The third pathway is high-risk countries or unvaccinated travellers. That’s the system we have now, with a full 14-day stay in MIQ, provided you can find a space.
There’s technically a four group, which is the very-high-risk countries. People from those dark red countries aren’t allowed to travel to New Zealand unless they are citizens.
What about Australia?
The trans-Tasman bubble is dead. Australians or returnees from across the ditch will eventually have to find their way through the pathway system like people coming from every other country. There is, however, one distinction that’s possible with New Zealand’s closest neighbour, Australian states might be treated individually, assuming border controls are tight enough.

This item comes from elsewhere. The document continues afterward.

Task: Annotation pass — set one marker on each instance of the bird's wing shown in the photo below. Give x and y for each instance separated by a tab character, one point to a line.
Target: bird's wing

No decision has been made yet, but with the pandemic now ripping through New South Wales, Sydney is going to be off-limits for months to come. Air corridors could open to Western Australia and Tasmania this year, along with other states that generally have their acts together. But it’s likely going to be a long wait.
What if I’m in New Zealand and I need to leave?
Breaking with the advice of the Skegg report, the government is going to trial a self-isolation pilot later this year with a few hundred people. It’ll be a very limited group of citizens or permanent residents, who are fully vaccinated, going for a short trip overseas, to a destination approved by the government.
They will need to supply a rigorous self-quarantine plan to the ministry of health that requires them to stay completely isolated from family and food deliveries for 14 days. As an example of what’s being considered, someone living in a building with shared ventilation will likely be rejected.
They’ll also need to be headed overseas on a work project, with the endorsement of their employer. Oh, and if you break self-quarantine, the prime minister has promised to name and shame you and your employer.
Is it safe to reopen the border with these pathways and pilots?
New Zealand is going to be entering one of the riskiest phases of the pandemic in the next few months. There’s a pretty serious mismatch at the moment with what could be charitably described as complacency throughout the country. Mask use on public transit is plunging, even among bus drivers, and QR code scanning is at its lowest level in 2021. In many parts of New Zealand, it’s easy to forget Covid-19 exists.
The government’s approach to the pandemic has been wildly popular according to polls, in part, because it has allowed people to continue a pre-pandemic lifestyle. One way or another, that’s going to end soon. Because of the risk of the delta variant, snap level four lockdowns are now back on the table. Legal measures to enforce mask wearing and QR scanning are making their way through cabinet.
As the border slowly reopens, New Zealand’s lifestyle is going to start looking more like the rest of the world. That will mean a lot more mask wearing, more contact tracing and eventually, the domestic use of vaccine passports to enter many businesses. That last one not by legal order but business choice. The pandemic-free illusion is ending.